A close-up of red coral succulent leaves

Propagating your red coral

If you’ve propagated plants before, then chances are you’re familiar with the different types of methods. Propagating a Crassula red coral isn’t much different than other types of succulents like aloe and jade. You can propagate red coral through leaves, cuttings, or offshoots that grow naturally.

From leaves/cuttings

Propagation through this method should only be done with healthy leaves, as that increases the chance that the new plant will grow and thrive. Leaves should be taken gently from the plant as close to the stem as possible without causing damage to either part. You want to make sure you get the leaf without leaving any behind on the stem, as that’s the most viable it can be for growing a new plant.

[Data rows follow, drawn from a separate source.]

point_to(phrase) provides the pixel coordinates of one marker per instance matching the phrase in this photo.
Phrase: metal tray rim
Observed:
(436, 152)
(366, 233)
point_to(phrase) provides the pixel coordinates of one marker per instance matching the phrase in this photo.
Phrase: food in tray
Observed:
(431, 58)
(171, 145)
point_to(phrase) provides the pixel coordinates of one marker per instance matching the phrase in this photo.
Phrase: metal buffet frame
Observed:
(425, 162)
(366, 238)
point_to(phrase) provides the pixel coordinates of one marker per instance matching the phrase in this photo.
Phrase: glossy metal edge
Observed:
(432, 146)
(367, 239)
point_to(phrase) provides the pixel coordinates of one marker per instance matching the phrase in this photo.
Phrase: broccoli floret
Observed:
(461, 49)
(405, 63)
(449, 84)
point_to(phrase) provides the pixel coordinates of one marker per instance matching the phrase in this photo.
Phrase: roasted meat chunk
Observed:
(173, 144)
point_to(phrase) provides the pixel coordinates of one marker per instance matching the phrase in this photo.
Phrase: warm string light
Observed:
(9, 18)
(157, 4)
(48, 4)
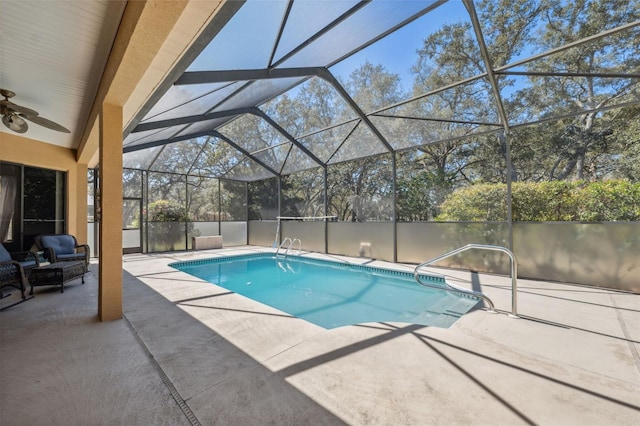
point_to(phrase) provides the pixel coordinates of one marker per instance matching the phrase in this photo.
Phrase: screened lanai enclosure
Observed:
(414, 127)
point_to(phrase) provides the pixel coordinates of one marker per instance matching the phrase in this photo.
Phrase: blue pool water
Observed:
(332, 294)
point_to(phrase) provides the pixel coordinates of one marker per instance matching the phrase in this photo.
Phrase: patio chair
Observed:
(14, 271)
(63, 248)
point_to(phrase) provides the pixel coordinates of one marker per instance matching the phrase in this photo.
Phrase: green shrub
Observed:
(167, 211)
(609, 201)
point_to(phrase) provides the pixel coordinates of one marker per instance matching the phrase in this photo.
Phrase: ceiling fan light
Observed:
(15, 123)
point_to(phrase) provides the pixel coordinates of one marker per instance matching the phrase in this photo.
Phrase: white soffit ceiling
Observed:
(52, 55)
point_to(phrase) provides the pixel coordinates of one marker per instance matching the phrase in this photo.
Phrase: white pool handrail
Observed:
(291, 243)
(451, 287)
(282, 244)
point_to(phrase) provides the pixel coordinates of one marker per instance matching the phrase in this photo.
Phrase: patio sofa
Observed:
(63, 248)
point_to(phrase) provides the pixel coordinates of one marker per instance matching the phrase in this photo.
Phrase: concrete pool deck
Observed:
(188, 352)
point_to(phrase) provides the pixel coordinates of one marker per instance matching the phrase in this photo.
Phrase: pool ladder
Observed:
(291, 243)
(459, 290)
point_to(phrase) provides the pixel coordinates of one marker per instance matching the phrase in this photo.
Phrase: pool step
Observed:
(442, 313)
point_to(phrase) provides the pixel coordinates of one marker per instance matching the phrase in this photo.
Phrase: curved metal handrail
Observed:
(291, 245)
(282, 244)
(451, 287)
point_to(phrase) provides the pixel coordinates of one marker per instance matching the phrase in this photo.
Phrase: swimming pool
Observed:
(332, 294)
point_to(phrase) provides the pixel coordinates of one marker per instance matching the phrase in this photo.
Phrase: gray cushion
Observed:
(61, 244)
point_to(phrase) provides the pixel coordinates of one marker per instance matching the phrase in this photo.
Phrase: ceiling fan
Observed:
(14, 115)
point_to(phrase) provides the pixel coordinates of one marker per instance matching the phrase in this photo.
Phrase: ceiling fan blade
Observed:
(15, 123)
(46, 123)
(18, 108)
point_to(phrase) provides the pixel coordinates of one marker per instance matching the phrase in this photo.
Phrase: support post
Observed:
(110, 266)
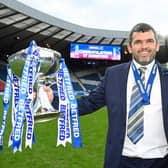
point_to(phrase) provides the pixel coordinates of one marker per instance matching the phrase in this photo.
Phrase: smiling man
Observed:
(135, 94)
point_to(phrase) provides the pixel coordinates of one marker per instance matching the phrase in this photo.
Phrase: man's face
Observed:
(143, 47)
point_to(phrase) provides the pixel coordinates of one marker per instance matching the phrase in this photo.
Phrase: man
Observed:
(147, 146)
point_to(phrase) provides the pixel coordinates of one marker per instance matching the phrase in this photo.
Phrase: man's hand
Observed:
(49, 92)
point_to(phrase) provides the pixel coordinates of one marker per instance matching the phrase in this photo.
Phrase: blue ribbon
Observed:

From there, let the fresh end callous over for a few days before placing it on top of some well-draining soil. You should water when the soil dries out, but not too often as you don’t want to rot the leaves.

From offshoots

Offshoots are one of the easiest ways to propagate plants, and fortunately red coral succulents have them! Offshoots are exactly what they sound like: new plant shoots that grow off of the mother plant, usually at the base. Because red coral plants grow slow, though, you’ll have to wait at least a few years—if not longer—for a baby plant to start growing off the parent.

When there’s an offshoot large enough to remove (usually with a decent amount of leaves), use a sterilized knife or other similar tool to remove it from the parent plant. Clean any excess soil off of it, and wait a couple days for the fresh end to callous over before planting in well-draining soil. Some people will choose to skip the callous step, putting the fresh end directly into the new soil. This method works, too, and just depends on your comfortability and confidence.

Cassula red coral succulents are beautiful and unique plants to have in your plant collection, whether grown indoors in containers or outdoors in a garden bed. Although they grow slowly, you’ll be able to enjoy their presence for years to come, eventually expanding your own collection or sharing their beauty with those you love.